两个人带着孩子就去了周于家,周于今天白班,白青树下夜班正睡觉呢,听见有敲门声,屋子里的光线有点弱,她一时有点没有反应过来,到底是白天睡觉不舒服,觉得浑身都疼,强撑着起来,披上衣服下床去开门。
一打开门就看见了外面的人。
周燕也没有客气,领着刘迎春就进来了,让刘奇把东西放下。
“我们把迎春送过来了。”
青树本来就没有睡好,有点起床气,看着周燕那表情那语气火就上来了。
“姐,九月份才开学呢,你现在送迎春过来干什么?”
是不是有病啊?
周燕说的头头是道的,说市里现在不都是上学前班嘛,在农村刘迎春也没有上过,这段时间就麻烦青树送刘迎春去学前班。
刘奇看着青树那脸都绿了,从后面推推周燕,周燕一横:“推我干什么,我说错什么了?”
说完蹲下身对着刘迎春说:“迎春啊,需要什么就告诉你舅妈,到时候你舅妈在告诉妈妈,妈给你买。”

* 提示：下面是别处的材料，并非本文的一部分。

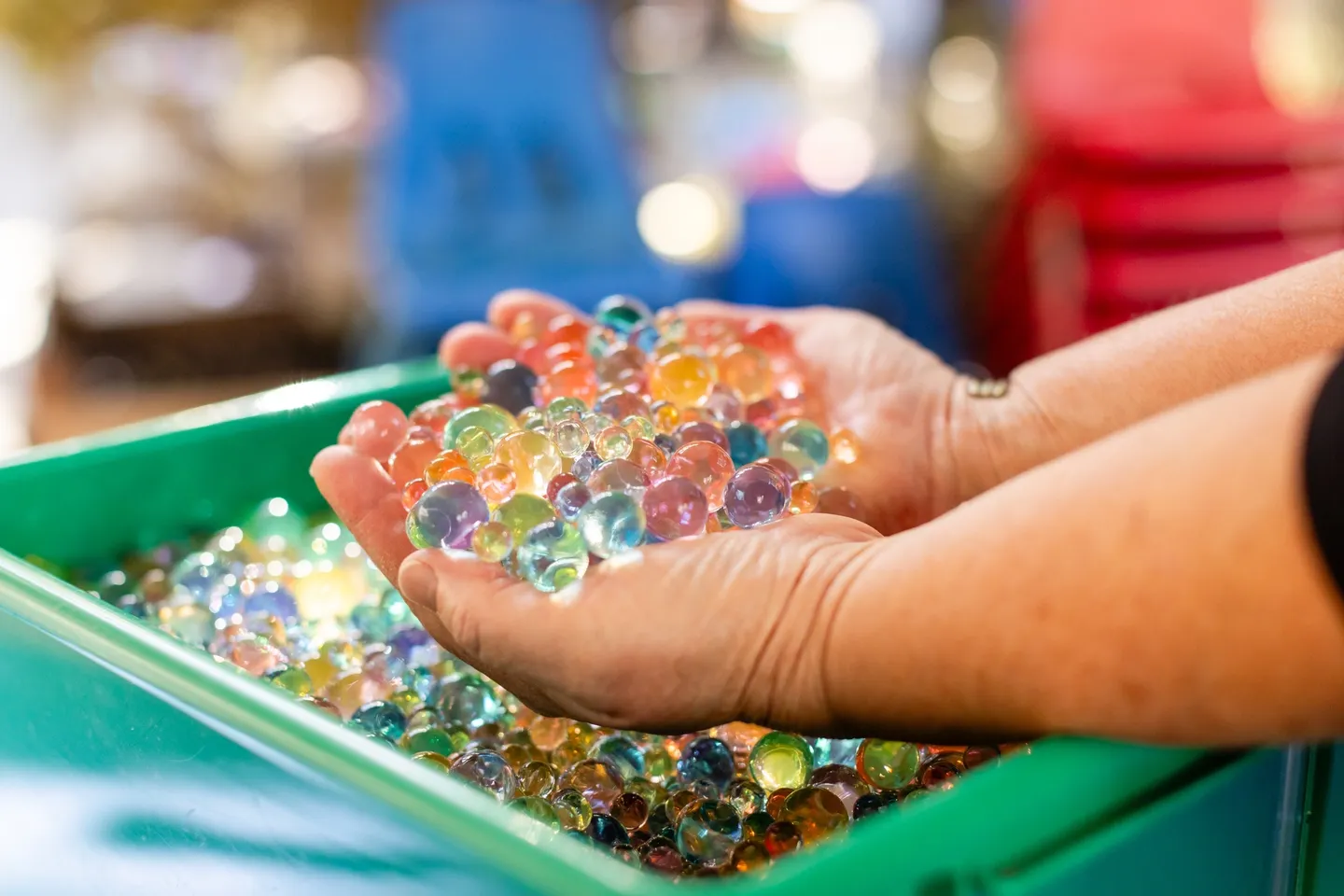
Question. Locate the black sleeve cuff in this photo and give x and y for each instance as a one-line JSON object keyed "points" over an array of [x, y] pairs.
{"points": [[1324, 473]]}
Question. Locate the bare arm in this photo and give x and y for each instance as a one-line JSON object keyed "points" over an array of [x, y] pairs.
{"points": [[1160, 584], [1078, 394]]}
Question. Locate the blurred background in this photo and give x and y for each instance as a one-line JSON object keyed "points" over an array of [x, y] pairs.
{"points": [[202, 199]]}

说完他们两口子就走了,刘迎春看着青树的脸,哇一声又开始哭了,不过这次她妈没有在跟前,那鼻涕淌下来就用胳膊袖子那么一蹭,白青树看的都要吐了,这孩子流的黄鼻涕,别提多恶心人了,她撑着胸口。
“别哭了。”
不说还好,一说刘迎春哭的更欢了。
白青树被她哭的头疼,她昨天晚上值了一夜的班,本来就没有休息好,现在就更像是魔音穿脑似的。
白青树也不知道哪里来的火气,衣服都没有穿,在外面罩了一件自己的大衣对着刘迎春说着:“你跟我走。”
可是那孩子也不知道怎么回事儿就是不动,甚至坐在地上就打滚,青树现在只想安安静静的睡一觉,行不行?
她抓着自己的头发对着刘迎春也叫着。
刘迎春看她这样就更不行了,害怕的躲在一边儿,青树跑出去,白母看着女儿就这么来的,还以为家里怎么了呢。
“青树啊,怎么了?”
“妈妈……”
白青树拉着自己妈妈的手就开始哭,周于是想逼死她。
白母去了宿舍看到了刘迎春,这孩子也不知道是尖啊还是傻,还坐在地上呢就没动,白母心想着,就是在不喜欢也不能这么扔着孩子不管啊,毕竟是周于姐姐家的,到时候在出点什么事儿不好解决的。
白母领着刘迎春回家里,一进门,白母问着保姆:“青树呢?”
保姆说青树说是去医院睡了,拦都拦不住。
白母叹口气,现在才是开始,这孩子是嘴上说的好听,你看这不又犯倔了。
白母也不喜欢刘迎春,主要这孩子埋汰,青树小时候可不是这样的,你看这大鼻涕长淌啊,一个女孩子这样可不好。
白母拿着手绢告诉刘迎春。
“迎春啊,姥姥告诉你,有鼻涕就要擦知道吗?不能往衣服上蹭,不然衣服脏了就要洗。”
刘迎春这边点头挺好的,那边过后就忘记,可能是没有见过青树的爸爸觉得新奇,一直眼神往哪里看,白母也没有觉得怎么样,孩子好奇嘛。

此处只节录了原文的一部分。